- Born: September 13, 1713 Durham, New Hampshire, British Colonial America
- Died: July 1799 Durham, New Hampshire, United States
- Other names: Eliphalet Daniel
- Known for: Commander in the New Hampshire Militia, Continental Army officer for the United Colonies
- Spouses: Abigail Whiston,; Sarah Gerrish;
- Children: 11

= Eliphalet Daniels =

American military commander (b. 1713, d. 1799)

Eliphalet Daniels (September 13, 1713 – July 1799) was a British Colonial America-born military leader. He served as a commander in the New Hampshire Militia of Fort Sullivan in Kittery, now Maine. Daniels also served as an officer under Timothy Bedel's Regiment of Continentals. In August 1776 he offered a two dollar reward for a drummer who went AWOL from his post.

==History==
Eliphalet Daniels was born on September 13, 1713, in Durham, New Hampshire, British Colonial America.

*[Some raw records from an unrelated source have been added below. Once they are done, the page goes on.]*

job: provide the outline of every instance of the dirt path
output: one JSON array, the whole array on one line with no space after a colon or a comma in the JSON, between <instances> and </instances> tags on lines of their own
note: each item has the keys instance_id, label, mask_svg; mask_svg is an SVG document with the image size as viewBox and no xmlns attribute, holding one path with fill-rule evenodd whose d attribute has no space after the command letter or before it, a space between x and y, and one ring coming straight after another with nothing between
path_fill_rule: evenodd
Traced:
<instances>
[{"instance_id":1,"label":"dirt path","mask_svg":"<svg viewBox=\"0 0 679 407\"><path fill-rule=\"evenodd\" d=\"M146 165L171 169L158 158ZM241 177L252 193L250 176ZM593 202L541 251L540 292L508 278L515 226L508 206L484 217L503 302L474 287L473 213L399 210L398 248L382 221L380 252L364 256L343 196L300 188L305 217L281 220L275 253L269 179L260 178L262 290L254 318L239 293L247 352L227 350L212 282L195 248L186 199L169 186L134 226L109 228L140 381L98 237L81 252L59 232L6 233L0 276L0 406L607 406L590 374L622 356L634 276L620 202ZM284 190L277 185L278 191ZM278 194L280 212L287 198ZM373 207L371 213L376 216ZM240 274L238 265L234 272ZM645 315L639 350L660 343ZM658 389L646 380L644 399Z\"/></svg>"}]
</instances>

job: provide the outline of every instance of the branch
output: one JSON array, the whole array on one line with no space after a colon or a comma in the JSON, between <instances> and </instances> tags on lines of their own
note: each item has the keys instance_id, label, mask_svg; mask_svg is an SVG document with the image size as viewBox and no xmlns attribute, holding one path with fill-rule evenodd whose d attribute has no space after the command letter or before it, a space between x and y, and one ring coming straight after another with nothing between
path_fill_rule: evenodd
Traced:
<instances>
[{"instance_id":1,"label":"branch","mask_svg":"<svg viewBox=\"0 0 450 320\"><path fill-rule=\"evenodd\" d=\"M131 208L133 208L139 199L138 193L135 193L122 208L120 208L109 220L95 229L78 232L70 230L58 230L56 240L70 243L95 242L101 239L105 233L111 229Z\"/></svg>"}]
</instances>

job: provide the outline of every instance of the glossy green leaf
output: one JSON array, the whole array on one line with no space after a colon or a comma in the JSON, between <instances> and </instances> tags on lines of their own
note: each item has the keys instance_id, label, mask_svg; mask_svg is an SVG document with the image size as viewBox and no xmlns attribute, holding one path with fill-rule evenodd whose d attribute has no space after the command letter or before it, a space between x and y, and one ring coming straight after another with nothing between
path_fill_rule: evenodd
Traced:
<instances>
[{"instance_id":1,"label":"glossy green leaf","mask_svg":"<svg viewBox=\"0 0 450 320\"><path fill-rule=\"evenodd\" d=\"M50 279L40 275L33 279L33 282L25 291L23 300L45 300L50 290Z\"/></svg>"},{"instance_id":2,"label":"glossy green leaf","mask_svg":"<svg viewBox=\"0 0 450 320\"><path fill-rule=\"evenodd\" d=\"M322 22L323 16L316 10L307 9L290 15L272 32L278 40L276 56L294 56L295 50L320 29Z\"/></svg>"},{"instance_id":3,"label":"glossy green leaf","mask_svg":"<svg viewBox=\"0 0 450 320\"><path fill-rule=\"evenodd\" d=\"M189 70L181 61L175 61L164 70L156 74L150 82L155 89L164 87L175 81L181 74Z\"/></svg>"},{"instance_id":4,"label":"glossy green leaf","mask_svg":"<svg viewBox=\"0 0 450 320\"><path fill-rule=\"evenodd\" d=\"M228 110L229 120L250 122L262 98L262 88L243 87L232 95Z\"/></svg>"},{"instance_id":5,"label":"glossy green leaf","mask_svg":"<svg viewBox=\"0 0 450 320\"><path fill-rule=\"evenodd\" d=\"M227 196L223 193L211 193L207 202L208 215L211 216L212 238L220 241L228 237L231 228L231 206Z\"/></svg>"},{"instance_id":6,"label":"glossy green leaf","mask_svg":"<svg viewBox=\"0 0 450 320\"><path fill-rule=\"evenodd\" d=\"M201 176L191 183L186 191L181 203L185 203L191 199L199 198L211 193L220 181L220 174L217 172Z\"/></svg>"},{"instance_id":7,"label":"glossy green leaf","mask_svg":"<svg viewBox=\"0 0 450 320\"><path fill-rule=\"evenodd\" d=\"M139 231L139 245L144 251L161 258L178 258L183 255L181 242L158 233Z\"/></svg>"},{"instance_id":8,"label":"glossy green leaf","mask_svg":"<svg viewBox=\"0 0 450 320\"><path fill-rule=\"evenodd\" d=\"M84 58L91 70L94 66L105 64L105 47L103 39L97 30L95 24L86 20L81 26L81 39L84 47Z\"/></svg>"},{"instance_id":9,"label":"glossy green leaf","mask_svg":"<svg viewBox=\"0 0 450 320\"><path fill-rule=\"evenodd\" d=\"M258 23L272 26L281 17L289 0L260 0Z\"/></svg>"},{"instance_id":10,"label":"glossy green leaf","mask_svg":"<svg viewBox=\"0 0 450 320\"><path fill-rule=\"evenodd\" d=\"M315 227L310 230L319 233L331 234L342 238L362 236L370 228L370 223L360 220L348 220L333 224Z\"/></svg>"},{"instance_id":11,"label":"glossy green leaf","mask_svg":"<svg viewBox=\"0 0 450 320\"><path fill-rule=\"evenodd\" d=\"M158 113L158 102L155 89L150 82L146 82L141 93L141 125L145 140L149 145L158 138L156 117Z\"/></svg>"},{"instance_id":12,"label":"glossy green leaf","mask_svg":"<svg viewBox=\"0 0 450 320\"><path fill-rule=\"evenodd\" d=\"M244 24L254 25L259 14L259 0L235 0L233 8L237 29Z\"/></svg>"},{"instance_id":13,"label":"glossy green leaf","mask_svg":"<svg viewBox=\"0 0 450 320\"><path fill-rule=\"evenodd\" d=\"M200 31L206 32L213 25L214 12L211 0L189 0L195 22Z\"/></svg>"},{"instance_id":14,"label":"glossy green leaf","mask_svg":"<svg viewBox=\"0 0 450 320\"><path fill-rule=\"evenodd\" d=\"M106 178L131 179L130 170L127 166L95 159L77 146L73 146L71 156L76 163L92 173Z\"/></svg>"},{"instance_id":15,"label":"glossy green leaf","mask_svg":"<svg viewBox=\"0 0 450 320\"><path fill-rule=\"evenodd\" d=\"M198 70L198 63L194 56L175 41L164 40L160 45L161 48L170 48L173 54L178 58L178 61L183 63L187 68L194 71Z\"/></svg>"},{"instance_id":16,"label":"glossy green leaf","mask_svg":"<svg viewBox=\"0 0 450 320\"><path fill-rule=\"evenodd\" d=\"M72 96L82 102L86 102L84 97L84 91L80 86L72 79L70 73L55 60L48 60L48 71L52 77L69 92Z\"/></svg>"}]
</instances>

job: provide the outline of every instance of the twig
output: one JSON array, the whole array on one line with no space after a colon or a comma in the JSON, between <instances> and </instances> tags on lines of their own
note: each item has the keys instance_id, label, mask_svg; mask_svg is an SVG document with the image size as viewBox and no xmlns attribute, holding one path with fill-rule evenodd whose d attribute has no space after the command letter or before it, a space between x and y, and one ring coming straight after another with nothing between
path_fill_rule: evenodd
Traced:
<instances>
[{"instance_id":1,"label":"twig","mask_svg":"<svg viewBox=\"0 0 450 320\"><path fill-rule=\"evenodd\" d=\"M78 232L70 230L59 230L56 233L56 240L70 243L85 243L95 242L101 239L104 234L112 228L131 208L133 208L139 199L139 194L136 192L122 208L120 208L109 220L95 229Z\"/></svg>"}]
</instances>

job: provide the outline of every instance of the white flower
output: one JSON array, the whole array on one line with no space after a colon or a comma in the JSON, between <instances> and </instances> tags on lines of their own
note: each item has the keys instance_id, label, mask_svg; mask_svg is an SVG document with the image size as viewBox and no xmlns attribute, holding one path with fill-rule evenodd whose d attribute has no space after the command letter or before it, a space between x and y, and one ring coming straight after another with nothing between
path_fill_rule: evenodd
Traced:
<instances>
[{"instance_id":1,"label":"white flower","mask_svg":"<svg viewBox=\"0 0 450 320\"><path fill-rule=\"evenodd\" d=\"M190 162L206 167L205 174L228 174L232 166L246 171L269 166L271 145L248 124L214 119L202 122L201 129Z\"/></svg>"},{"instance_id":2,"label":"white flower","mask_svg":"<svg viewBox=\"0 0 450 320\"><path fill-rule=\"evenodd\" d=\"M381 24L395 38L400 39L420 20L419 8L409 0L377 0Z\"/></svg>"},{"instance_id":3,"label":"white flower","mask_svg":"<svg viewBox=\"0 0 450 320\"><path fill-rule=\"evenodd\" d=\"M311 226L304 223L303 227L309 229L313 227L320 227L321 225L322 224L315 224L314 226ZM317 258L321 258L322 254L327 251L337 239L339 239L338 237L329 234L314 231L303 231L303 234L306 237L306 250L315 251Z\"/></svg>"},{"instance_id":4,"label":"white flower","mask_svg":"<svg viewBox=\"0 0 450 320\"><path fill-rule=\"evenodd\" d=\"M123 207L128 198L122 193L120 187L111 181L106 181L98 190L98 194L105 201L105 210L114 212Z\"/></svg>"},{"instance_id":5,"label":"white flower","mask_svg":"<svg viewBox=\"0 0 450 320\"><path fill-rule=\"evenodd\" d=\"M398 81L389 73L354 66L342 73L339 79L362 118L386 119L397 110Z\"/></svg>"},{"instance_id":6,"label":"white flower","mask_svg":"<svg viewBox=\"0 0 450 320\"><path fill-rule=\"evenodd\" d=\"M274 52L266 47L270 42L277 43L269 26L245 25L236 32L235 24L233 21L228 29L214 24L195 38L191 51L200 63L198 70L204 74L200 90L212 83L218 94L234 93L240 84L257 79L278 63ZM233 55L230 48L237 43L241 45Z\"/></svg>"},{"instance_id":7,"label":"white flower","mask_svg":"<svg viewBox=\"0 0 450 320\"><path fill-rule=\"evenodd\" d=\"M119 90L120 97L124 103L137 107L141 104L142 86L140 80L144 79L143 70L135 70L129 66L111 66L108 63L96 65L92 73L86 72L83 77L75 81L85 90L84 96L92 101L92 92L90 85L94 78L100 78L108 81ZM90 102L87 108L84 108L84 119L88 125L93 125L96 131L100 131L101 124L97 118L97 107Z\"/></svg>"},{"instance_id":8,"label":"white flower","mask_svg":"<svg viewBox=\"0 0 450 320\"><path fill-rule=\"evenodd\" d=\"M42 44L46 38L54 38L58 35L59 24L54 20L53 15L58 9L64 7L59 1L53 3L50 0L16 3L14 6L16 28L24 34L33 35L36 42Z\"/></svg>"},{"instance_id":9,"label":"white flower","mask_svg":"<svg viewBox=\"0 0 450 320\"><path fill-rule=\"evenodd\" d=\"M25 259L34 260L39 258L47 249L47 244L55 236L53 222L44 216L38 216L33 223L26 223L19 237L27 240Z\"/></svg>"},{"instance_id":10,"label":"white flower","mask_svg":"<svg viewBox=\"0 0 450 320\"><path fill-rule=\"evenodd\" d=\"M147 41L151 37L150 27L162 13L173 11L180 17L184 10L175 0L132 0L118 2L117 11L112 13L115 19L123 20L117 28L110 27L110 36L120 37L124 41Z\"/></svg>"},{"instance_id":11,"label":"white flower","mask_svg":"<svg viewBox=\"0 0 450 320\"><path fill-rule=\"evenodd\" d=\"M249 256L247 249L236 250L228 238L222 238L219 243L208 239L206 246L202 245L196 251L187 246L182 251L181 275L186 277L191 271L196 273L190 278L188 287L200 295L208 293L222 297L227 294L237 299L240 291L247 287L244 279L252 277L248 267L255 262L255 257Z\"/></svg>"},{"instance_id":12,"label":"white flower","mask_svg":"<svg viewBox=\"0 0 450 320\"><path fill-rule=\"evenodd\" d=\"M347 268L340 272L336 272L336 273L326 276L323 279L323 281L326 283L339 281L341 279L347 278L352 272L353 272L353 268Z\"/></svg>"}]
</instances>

In 1747 he appealed for government relief from the governor of the Province of New Hampshire after being wounded and imprisoned. He had been a lieutenant in the Canada expedition of 1746 when he was wounded and captured.

During the Revolutionary War in 1776, he commanded militia artillery troops at Fort Sullivan, succeeding Colonel Joshua Wingate in the role. Daniels was across from Titus Salter's command at Fort Washington on Peirce Island. Daniels had one lieutenant and twenty-five artillerists at Fort Sullivan, under his lead.

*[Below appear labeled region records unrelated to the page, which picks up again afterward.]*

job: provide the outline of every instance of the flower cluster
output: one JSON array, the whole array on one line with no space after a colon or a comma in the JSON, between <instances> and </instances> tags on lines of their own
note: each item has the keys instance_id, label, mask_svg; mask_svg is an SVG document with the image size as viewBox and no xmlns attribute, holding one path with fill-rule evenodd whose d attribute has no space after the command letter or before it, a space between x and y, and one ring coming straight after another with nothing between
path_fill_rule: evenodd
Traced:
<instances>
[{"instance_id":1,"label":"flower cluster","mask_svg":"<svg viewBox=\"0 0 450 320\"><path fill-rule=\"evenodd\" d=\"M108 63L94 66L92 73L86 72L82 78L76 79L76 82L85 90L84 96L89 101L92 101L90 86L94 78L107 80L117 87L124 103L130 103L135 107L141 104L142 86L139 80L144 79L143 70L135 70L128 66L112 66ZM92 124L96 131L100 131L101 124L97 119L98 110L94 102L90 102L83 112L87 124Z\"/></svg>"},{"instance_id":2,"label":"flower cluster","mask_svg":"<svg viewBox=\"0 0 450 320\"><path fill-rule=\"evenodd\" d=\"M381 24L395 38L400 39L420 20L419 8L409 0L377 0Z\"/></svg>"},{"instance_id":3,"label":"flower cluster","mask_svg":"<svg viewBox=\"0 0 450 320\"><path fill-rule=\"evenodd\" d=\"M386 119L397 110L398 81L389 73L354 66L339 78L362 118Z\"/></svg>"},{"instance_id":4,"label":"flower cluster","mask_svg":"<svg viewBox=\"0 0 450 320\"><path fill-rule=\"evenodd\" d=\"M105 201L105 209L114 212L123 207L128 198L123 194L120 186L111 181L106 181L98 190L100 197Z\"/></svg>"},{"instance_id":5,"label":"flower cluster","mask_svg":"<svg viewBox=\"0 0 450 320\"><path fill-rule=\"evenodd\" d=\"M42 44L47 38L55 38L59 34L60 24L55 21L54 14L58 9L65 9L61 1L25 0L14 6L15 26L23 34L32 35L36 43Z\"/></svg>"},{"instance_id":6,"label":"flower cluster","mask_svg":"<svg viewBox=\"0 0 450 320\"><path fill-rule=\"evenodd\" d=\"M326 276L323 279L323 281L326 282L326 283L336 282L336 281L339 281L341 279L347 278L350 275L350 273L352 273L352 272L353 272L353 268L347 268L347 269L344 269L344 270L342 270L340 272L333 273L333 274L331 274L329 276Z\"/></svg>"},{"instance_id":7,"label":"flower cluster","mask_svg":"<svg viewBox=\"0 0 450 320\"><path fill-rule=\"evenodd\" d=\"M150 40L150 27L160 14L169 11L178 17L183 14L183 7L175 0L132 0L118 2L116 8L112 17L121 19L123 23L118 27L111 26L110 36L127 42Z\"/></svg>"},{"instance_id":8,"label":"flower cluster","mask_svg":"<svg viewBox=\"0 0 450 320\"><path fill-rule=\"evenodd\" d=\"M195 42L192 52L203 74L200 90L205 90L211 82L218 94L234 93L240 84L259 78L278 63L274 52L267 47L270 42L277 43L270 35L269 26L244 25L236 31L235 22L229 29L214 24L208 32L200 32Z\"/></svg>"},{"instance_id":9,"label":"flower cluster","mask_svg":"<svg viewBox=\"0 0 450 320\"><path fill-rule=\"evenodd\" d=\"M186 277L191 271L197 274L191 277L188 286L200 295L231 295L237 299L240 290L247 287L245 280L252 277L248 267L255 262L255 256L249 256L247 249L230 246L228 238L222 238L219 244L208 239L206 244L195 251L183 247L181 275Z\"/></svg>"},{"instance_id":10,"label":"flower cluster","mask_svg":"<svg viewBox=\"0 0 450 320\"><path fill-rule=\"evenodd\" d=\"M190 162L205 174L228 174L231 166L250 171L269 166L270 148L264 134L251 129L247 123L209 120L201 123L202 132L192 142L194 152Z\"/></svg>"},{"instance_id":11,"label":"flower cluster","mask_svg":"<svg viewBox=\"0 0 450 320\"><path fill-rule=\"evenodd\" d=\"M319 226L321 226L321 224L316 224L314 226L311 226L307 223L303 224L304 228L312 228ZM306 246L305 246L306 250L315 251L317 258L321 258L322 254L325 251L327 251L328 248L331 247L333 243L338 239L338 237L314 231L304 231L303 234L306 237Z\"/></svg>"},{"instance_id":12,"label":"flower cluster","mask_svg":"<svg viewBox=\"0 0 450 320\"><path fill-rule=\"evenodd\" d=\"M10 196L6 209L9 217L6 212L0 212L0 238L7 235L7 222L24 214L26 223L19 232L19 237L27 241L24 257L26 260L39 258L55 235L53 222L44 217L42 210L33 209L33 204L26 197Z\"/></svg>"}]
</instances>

There are conflicting records of death for Daniels, some state he died on July 29, 1799, and other records state he died on July 23, 1799.

==Heirs==
Daniels was married twice, first to Abigail Whiston, and second to Sarah Gerrish. He had eleven children, two of which were from his second marriage. His son Eliphalet Daniels was born in 1737 to Daniels and his first wife Abigail Whiston.

Another Eliphalet Daniels (born April 12, 1797), fathered Eliphalet Daniels (born August 21, 1832) - may have been his grandson, or a later descendant.